Hi, new to UKWorkshop. I'm getting back into woodwork and have limited power tools (no planner thicknesses or table saw etc). I live in Gloucestershire. Does anyone know where there is a decent lumber yard in the area where i could buy different sized planed blanks - for not extortionate prices?
cheers all.


----------



## LBCarpentry (4 Apr 2021)

Hales in drybrook?


----------



## gog64 (4 Apr 2021)

Not sure Hale’s do turning blanks? If you’re willing to travel a bit, Wentworth usually have a good selection of blanks. If I remember right, Toolite in Mitcheldean had a few blanks, but it’s not something they specialise in.

...sorry, should have read your question properly, I just assumed turning from “blanks”. If you are after slabs, wentworth are still the best if you want to browse. If you want oak, Whitney Sawmills are reliable in my experience (I only buy sawn, they may supply PAR). Most general timber places will have PAR stock. Have you tried Griggs in the Bristol road? They have quite a bit that you can choose from. Stored outside in open sided shelters though, so bear that in mind.


----------



## topchippyles (4 Apr 2021)

Hino said:


> Hi, new to UKWorkshop. I'm getting back into woodwork and have limited power tools (no planner thicknesses or table saw etc). I live in Gloucestershire. Does anyone know where there is a decent lumber yard in the area where i could buy different sized planed blanks - for not extortionate prices?
> cheers all.


What is it your after as i have a nice stock there and timber can be cut to size and machined but you would need to collect. About an hour i should think from you


----------



## pidgeonpost (5 Apr 2021)

As @gog64 says, Toolite usually have a few blanks, though not a vast selection.
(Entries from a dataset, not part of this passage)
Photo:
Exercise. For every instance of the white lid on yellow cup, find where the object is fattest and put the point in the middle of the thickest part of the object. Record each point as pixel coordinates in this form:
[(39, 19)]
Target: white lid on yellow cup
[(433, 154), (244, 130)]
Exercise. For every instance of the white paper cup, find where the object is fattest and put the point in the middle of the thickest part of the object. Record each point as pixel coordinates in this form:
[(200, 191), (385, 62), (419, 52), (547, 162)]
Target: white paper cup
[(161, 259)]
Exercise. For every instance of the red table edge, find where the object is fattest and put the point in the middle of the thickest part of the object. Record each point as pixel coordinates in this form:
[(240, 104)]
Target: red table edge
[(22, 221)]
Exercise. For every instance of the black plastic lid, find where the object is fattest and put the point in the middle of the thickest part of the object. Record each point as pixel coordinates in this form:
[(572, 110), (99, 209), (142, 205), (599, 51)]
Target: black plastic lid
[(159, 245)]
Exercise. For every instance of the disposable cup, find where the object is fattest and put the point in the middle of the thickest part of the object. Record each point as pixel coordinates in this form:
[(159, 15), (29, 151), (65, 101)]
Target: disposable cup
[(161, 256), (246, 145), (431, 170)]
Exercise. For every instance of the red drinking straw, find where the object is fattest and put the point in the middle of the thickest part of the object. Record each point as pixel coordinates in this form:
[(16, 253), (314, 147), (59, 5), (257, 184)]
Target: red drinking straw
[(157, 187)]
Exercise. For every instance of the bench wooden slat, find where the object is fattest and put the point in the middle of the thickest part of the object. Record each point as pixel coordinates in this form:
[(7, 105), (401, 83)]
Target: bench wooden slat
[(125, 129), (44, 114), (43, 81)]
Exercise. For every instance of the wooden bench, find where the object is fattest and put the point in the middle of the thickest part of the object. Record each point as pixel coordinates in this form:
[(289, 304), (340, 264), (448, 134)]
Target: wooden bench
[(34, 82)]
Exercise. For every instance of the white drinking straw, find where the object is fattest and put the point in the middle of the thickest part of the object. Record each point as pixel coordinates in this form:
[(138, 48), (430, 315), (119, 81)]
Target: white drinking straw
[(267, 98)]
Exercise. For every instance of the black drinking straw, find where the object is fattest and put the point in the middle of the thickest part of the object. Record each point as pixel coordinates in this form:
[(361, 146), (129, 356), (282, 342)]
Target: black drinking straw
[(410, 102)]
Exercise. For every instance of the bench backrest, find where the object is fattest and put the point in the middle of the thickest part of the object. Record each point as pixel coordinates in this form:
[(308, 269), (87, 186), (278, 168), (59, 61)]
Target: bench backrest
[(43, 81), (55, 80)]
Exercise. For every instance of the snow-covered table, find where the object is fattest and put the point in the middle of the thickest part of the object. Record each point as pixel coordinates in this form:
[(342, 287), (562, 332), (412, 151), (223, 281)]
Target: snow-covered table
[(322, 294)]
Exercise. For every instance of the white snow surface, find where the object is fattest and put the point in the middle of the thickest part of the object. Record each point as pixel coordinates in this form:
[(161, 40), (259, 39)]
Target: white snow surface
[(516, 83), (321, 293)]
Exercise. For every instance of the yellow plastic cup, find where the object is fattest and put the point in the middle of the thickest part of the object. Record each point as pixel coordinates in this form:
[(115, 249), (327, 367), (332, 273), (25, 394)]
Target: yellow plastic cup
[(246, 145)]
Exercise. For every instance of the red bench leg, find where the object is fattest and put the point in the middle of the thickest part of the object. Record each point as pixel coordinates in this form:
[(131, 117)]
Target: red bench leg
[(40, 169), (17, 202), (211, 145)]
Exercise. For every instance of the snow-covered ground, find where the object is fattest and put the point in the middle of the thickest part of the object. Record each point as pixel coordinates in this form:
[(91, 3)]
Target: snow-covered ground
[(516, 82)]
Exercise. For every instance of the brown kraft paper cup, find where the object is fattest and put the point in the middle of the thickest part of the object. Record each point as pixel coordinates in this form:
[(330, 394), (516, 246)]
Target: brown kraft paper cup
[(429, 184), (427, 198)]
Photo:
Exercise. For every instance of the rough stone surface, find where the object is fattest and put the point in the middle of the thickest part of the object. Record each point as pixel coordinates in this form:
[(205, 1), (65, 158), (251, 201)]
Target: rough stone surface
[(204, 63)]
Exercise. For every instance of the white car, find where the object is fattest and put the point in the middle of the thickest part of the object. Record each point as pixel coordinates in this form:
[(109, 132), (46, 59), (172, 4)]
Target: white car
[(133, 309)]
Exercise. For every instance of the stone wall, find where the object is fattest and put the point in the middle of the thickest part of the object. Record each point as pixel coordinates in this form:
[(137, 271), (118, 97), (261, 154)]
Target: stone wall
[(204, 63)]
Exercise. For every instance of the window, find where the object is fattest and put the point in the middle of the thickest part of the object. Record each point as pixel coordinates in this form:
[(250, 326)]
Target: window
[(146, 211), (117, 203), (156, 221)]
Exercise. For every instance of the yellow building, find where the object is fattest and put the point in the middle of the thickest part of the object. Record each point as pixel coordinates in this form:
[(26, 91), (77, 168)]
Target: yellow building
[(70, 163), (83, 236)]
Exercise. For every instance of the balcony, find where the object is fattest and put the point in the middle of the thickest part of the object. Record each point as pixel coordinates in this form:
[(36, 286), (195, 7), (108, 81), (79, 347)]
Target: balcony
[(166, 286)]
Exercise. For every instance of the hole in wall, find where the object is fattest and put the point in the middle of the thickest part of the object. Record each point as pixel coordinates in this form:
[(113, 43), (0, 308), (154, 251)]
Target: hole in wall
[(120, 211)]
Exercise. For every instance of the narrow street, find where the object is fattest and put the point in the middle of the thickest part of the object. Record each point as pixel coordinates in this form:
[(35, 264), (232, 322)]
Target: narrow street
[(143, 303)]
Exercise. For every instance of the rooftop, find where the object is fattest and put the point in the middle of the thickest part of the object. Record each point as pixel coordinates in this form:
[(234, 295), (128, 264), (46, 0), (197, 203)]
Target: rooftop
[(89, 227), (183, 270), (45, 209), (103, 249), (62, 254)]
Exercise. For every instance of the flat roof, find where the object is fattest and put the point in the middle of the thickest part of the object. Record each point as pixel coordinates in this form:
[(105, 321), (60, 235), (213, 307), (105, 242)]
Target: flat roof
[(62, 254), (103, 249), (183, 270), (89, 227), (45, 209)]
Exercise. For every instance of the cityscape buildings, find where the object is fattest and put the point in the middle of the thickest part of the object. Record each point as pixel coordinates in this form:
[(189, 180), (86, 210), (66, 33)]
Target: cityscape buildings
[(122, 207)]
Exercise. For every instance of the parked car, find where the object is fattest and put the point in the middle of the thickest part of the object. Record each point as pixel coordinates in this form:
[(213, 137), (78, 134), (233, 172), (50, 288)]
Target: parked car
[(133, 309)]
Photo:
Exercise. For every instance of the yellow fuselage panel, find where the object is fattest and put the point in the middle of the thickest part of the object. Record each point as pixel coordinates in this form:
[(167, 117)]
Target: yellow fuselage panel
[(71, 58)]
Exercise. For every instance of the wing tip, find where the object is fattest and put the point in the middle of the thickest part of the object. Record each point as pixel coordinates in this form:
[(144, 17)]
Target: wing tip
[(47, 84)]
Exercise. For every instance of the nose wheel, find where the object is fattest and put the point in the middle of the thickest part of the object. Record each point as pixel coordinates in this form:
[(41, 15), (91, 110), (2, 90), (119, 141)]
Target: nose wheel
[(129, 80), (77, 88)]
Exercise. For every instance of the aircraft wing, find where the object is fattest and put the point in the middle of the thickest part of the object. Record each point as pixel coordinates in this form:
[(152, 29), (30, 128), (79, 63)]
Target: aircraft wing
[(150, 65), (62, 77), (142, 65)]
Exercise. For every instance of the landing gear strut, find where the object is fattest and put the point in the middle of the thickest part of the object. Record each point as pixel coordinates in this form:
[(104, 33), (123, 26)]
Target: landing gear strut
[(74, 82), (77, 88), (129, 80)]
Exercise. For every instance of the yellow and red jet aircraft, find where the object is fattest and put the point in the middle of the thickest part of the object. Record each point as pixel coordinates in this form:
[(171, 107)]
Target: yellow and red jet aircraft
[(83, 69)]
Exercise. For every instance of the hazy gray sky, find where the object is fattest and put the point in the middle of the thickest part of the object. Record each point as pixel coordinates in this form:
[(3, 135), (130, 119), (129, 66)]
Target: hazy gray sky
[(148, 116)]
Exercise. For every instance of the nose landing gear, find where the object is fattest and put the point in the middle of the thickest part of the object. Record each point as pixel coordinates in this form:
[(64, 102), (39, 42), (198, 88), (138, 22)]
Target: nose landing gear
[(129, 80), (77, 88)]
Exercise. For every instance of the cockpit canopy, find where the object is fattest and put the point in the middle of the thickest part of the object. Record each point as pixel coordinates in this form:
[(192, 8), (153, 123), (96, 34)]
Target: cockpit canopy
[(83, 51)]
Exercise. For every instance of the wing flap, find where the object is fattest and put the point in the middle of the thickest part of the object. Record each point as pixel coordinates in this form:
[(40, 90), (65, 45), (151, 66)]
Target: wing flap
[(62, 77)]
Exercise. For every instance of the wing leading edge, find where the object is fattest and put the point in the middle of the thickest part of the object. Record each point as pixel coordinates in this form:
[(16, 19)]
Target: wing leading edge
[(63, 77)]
Have you tried contacting the Forest of Dean Woodturners Association? 

You could also try Paul Hannaby in Drybrook. He was a very helpful chap when I did a bit of turning.


----------



## Hino (5 Apr 2021)

Thanks everyone for your suggestions. I should have said, its machined wood (not turning blanks) i am after. Or places that will do pre-planed wood to cutting list specs.
I'll take a look at the suggestions so far.


----------



## Hino (5 Apr 2021)

topchippyles said:


> What is it your after as i have a nice stock there and timber can be cut to size and machined but you would need to collect. About an hour i should think from you


Cheers. I was after this cutting list in Oak. What sort of price woud it be? Where are you based?


----------



## Yojevol (5 Apr 2021)

I've recently come across this this guy although I haven't used him yet. A friend has purchased from him and has given good reports. He is only contactable by phone but he is located north of Bishops Cleeve.
I see from your cutting list that your thicknesses are quite small, 6-18mm and would need to come from 1" as sawn, so a lot of wastage to be paid for.
There's also Williams at Frampton-on-Severn for sawn timber. Jim Hannis at his saw mill at Cranham could probably meet your needs at a reasonable price.
If you buy sawn oak I may be able to help with planing/thicknessing if you fancy a trip to Tewkesbury
Brian


----------



## Coyote (5 Apr 2021)

Nicks in Gloucester if you are near the city. They will cut to your list. Probably need to give them a call in advance for oak.


----------



## pidgeonpost (5 Apr 2021)

I came across this bloke in Facebook Marketplace.
Marketplace
Haven't used him, but might be worth a try.
In the past I've found small quantities and small sizes on eBay. Yes, you're buying unseen and may have to pay carriage, but the last time I was stuck for a small qty of oak eBay came up trumps.
Jim Hannis at Cranham is a good chap - known him for years.


----------



## LBCarpentry (5 Apr 2021)

Lathams will do you a cut list also but you’ll pay for it


----------



## Hino (5 Apr 2021)

Thanks all for your help. Lots of good leads.


----------